Kvaratskhelia, l’épopée parisienne qui hante naples

kvaratskhelia, l’épopée parisienne qui hante naples

En plein cœur de l’hiver 2025, le Paris Saint-Germain réalisait une opération majeure en attirant l’un des talents les plus prometteurs d’Europe. Pour 70 millions d’euros, le club parisien s’offrait les services de Khvicha Kvaratskhelia, alors sous contrat avec Naples. Une transaction qui a redéfini la trajectoire du PSG et laissé des traces indélébiles chez son ancien employeur.

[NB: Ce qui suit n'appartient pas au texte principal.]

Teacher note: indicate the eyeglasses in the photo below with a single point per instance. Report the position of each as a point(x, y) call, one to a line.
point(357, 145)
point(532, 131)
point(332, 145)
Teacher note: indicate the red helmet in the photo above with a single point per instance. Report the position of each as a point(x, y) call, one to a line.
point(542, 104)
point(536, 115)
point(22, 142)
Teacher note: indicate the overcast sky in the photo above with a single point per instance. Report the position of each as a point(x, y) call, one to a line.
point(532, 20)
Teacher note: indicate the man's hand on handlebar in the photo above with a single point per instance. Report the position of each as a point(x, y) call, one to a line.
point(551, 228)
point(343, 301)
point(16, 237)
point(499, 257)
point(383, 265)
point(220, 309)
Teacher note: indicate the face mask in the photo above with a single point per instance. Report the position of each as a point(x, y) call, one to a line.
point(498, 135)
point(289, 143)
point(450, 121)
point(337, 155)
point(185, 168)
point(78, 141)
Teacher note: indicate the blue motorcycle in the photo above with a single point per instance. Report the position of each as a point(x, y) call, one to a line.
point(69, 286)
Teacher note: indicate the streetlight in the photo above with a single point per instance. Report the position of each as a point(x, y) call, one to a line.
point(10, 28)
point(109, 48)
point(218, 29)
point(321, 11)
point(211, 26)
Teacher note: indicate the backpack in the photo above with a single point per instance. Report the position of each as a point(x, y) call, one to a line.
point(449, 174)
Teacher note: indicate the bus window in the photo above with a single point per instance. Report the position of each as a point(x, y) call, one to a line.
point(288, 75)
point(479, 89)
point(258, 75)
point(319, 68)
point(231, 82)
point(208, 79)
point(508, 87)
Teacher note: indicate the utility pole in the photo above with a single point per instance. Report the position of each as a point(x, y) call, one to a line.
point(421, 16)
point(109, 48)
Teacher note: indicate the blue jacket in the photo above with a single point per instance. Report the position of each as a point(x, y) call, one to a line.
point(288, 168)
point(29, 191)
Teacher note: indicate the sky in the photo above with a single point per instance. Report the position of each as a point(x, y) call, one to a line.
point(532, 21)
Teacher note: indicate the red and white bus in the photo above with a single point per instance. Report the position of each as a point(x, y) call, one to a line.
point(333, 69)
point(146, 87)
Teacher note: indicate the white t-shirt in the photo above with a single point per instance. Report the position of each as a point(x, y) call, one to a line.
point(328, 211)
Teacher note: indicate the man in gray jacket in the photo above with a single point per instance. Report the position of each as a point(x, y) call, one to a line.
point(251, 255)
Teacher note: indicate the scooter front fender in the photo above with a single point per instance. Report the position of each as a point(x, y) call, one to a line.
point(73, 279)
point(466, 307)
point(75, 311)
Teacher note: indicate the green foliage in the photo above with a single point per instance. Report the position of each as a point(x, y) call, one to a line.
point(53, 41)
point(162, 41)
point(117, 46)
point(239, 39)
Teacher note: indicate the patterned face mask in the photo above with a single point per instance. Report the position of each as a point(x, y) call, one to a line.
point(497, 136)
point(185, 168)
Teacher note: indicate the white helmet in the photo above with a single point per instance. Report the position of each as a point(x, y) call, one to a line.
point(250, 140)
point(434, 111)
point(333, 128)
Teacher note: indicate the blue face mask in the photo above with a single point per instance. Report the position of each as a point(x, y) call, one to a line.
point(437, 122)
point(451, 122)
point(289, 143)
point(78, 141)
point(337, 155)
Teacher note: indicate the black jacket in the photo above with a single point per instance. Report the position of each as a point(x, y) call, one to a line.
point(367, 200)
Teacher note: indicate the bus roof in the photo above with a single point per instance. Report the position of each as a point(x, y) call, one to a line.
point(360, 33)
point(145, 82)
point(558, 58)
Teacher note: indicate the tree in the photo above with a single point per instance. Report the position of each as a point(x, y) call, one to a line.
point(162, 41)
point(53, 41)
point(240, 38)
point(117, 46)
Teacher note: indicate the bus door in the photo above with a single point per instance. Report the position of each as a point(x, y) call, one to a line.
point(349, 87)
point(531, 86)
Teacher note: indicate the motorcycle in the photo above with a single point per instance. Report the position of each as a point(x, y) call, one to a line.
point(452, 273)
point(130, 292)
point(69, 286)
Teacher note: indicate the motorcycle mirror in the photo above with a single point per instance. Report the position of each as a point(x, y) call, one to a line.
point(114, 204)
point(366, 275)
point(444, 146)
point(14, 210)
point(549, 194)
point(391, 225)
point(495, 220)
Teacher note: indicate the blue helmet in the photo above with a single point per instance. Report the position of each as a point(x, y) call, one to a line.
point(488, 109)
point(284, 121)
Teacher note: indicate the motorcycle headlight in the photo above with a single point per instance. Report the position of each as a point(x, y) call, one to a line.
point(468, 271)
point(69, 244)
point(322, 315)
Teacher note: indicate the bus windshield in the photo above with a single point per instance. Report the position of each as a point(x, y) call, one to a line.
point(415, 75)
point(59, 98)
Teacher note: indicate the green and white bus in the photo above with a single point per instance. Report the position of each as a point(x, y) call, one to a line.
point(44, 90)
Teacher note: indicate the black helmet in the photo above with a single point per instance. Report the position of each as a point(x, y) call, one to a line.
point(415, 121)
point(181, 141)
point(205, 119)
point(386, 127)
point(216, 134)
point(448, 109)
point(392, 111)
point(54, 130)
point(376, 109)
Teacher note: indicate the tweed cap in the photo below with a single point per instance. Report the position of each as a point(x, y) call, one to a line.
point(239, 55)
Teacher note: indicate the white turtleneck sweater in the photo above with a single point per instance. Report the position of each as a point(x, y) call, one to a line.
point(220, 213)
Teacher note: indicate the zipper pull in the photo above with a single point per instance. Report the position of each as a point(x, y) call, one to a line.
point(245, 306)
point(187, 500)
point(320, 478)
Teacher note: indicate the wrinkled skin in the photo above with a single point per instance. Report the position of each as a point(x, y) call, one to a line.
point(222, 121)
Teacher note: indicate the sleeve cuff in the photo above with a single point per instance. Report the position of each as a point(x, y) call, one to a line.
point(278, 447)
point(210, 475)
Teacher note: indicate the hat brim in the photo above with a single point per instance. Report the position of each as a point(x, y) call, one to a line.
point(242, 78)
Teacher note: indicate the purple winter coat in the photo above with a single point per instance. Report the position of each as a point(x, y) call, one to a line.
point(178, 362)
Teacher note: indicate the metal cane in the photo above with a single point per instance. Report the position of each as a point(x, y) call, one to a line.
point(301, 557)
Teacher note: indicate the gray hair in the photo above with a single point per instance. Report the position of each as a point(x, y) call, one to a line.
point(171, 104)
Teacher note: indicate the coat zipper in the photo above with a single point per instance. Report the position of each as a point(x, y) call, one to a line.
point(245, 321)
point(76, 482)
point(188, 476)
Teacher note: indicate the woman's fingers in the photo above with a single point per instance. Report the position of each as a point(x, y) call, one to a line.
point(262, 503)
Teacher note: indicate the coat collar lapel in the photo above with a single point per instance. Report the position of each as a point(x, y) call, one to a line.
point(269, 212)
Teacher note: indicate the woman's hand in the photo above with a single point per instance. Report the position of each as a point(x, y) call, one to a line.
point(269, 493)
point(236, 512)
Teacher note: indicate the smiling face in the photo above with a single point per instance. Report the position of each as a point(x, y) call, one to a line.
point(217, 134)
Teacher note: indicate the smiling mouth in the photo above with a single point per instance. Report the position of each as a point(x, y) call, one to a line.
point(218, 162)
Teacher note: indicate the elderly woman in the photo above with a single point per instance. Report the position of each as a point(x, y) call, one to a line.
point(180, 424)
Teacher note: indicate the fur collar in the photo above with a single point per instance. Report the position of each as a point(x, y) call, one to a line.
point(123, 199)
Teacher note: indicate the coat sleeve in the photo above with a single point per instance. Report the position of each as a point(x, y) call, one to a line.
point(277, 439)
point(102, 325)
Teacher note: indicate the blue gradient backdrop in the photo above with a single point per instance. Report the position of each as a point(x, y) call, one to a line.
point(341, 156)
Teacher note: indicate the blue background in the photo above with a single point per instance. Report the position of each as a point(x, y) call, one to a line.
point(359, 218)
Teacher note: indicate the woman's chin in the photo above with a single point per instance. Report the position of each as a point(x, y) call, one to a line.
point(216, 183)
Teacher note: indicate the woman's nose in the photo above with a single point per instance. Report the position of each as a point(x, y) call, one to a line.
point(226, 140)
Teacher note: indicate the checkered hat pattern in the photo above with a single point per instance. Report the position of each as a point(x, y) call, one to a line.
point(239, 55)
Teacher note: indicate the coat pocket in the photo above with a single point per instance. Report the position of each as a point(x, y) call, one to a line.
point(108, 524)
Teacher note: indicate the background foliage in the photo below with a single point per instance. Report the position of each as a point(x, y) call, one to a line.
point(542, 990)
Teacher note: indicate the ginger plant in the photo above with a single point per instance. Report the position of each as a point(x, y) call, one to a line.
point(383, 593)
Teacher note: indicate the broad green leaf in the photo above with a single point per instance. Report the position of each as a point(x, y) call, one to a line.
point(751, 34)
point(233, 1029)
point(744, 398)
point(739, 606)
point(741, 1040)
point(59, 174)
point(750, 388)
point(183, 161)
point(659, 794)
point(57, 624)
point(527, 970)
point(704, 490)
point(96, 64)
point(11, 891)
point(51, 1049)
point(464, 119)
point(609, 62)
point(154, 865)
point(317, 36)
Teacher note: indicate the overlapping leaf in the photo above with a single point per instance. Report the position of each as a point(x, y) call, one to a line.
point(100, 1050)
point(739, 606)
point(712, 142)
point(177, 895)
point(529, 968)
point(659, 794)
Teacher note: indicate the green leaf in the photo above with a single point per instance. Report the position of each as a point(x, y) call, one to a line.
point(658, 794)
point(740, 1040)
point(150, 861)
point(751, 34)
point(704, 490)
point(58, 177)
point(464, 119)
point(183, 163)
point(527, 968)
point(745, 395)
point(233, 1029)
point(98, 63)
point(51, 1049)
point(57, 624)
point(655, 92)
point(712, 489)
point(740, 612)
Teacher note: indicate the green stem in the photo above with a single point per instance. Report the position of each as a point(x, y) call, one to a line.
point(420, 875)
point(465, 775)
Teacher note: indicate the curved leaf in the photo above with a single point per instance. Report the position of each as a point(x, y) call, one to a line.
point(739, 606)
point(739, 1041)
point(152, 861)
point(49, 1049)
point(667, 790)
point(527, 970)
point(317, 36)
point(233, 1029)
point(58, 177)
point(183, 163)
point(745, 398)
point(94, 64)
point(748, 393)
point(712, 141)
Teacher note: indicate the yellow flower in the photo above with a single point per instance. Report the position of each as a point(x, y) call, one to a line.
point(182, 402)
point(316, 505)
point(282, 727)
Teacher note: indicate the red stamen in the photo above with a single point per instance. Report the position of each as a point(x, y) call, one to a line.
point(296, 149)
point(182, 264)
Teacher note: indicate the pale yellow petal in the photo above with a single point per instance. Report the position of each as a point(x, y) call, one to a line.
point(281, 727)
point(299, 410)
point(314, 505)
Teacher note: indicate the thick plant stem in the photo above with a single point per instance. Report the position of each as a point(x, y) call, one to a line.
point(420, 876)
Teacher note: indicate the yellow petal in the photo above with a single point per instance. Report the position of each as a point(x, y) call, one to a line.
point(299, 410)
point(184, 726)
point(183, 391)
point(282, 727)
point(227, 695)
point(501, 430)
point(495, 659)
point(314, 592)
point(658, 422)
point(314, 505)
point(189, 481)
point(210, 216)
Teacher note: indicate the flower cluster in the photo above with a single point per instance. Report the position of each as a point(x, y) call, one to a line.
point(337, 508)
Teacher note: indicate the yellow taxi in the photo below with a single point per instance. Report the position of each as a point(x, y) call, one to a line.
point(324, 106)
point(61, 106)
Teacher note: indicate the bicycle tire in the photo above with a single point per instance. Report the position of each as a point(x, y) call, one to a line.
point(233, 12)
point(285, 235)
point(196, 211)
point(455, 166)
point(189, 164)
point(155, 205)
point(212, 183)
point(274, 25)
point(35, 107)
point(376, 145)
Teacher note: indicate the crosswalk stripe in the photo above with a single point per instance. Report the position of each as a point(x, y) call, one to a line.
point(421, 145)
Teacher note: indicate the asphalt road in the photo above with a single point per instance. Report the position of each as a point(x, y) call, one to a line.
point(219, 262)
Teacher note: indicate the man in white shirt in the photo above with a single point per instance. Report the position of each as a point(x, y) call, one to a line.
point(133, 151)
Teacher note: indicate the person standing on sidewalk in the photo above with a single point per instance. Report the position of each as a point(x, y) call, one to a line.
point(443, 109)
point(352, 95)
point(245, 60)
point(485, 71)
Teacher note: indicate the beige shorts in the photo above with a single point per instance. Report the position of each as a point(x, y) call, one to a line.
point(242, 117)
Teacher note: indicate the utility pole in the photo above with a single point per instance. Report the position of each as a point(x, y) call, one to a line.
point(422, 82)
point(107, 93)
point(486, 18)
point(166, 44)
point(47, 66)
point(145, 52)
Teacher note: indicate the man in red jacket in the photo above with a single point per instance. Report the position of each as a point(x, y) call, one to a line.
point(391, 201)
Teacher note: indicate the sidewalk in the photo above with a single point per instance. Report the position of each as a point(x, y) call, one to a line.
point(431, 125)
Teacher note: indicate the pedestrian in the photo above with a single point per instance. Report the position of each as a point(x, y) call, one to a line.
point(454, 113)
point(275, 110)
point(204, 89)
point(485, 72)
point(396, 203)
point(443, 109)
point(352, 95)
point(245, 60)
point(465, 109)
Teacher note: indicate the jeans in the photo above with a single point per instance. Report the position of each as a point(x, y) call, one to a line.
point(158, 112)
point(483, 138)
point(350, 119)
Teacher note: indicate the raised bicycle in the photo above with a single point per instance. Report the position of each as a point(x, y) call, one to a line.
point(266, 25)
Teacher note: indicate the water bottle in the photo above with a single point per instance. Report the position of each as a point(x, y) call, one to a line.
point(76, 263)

Luis Campos et Khvicha Kvaratskhelia lors d'une conférence de presse au PSG

Depuis son arrivée dans la capitale française, le Géorgien a confirmé tout son potentiel. Sous les couleurs du PSG, il s’est imposé comme une pièce maîtresse de l’équipe, notamment dans les compétitions européennes. Son influence a été déterminante dans la quête du titre en Ligue des champions lors de la saison précédente, et cette année encore, il brille par sa créativité et son efficacité devant le but.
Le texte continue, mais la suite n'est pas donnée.